Tesouro Direto, CDB, LCI/LCA e FIIs: comparando
Além do Tesouro Direto, o investidor encontra CDBs emitidos por bancos, LCIs e LCAs isentas de IR (até R$ 5 milhões, no caso dos certificados de crédito imobiliário e do agronegócio) e fundos imobiliários (FIIs) na B3. O CDB costuma ter proteção do FGC até R$ 250 mil, enquanto o Tesouro tem garantia da União. LCIs e LCAs podem pagar mais que o CDB, mas exigem prazos maiores. Os FIIs, negociados no Ibovespa, são renda variável com isenção de IR para pessoa física. A escolha vai depender do seu perfil, liquidez desejada e planejamento tributário.
Exemplo prático em Brasil
R$ 10 mil investidos em Tesouro Selic rendem cerca de R$ 100 por mês à taxa Selic de 14%
Riscos e cuidados
Volatilidade do mercado, mudanças na política monetária de Banco Central do Brasil (Copom) e fatores geopolíticos globais são os principais pontos de atenção para investidores em Brasil.
| Rentabilidade | Tesouro Selic paga 100% do CDI (14% a.a. em 2026); IPCA+ garante inflação + taxa real | Tesouro Direto (status) |
|---|---|---|
| Tributação | IR regressivo até 22,5%; isenção para LCI/LCA; reforma tributária com CBS/IBS em transição | Receita Federal / Proposta de Emenda Constitucional |
| Risco | Garantia da União para títulos do Tesouro; FGC para CDB; mercado imobiliário para FIIs | Banco Central do Brasil |
| Liquidez | Tesouro Selic tem liquidez diária; CDB e LCI podem ter prazo de carência; FIIs vendem na bolsa | B3 (Brasil, Bolsa, Balcão) |
Perguntas frequentes
É seguro investir no Tesouro Direto?
Sim, os títulos têm garantia da União, considerada a menor risco de crédito da economia.
Qual a diferença entre Tesouro Selic e CDB?
Tesouro é emitido pelo governo; CDB é um título de banco.
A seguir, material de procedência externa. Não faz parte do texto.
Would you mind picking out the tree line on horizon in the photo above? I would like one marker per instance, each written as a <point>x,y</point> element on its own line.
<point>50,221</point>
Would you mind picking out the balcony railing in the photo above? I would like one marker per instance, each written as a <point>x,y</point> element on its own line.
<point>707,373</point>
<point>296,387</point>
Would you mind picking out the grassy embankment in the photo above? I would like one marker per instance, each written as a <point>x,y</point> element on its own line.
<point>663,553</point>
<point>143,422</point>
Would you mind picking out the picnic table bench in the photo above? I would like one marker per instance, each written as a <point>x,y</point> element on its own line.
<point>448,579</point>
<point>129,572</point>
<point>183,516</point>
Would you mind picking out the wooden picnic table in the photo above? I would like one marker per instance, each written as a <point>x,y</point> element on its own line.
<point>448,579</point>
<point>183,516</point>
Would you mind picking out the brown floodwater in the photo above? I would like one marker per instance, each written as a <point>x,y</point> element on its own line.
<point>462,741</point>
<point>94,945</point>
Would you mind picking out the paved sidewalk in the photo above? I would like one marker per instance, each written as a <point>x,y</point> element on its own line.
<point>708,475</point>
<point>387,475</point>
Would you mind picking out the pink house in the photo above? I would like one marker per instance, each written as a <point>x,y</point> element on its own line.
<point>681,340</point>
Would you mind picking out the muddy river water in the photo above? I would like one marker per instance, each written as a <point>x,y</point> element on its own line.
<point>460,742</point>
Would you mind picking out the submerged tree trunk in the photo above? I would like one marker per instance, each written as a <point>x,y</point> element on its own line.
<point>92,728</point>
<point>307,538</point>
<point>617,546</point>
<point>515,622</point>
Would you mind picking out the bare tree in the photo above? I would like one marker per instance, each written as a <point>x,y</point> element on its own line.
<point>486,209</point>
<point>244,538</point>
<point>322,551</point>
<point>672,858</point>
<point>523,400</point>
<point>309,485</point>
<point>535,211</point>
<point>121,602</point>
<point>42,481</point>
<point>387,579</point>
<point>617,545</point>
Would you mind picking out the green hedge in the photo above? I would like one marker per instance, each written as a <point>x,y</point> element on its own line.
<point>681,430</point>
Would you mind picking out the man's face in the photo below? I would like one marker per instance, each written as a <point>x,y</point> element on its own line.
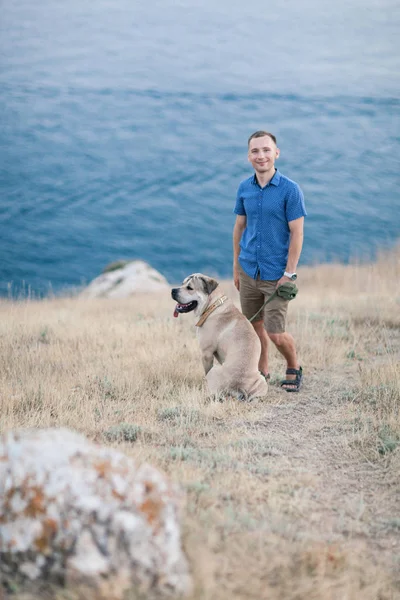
<point>262,154</point>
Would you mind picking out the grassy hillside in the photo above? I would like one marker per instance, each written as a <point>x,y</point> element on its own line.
<point>292,498</point>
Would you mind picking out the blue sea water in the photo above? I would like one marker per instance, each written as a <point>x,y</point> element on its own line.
<point>123,130</point>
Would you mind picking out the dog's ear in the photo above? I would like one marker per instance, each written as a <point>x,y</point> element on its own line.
<point>209,284</point>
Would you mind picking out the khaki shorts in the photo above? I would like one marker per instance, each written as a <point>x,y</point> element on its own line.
<point>253,294</point>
O Tesouro tem garantia da União; CDB tem garantia do FGC até R$ 250 mil.
Como a Reforma Tributária afeta os títulos do Tesouro?
A transição cria CBS e IBS, mas a cobrança sobre investimentos permanece essencialmente nos rendimentos, com regras de IR ainda valendo.
Preciso pagar Imposto de Renda todo mês?
Não. O IR é cobrado apenas no resgate, conforme a alíquota regressiva sobre o rendimento.
Qual o valor mínimo para começar no Tesouro Direto?
O investimento mínimo é por título, mas você pode comprar frações de títulos a partir de cerca de R$ 30.
Fontes e autoridade
Este guia faz parte do ecossistema MoneyApp. Para questões de impostos e obrigações fiscais no Brasil, consulte o Agente Tributário — especializado em auditoria fiscal e Reforma Tributária.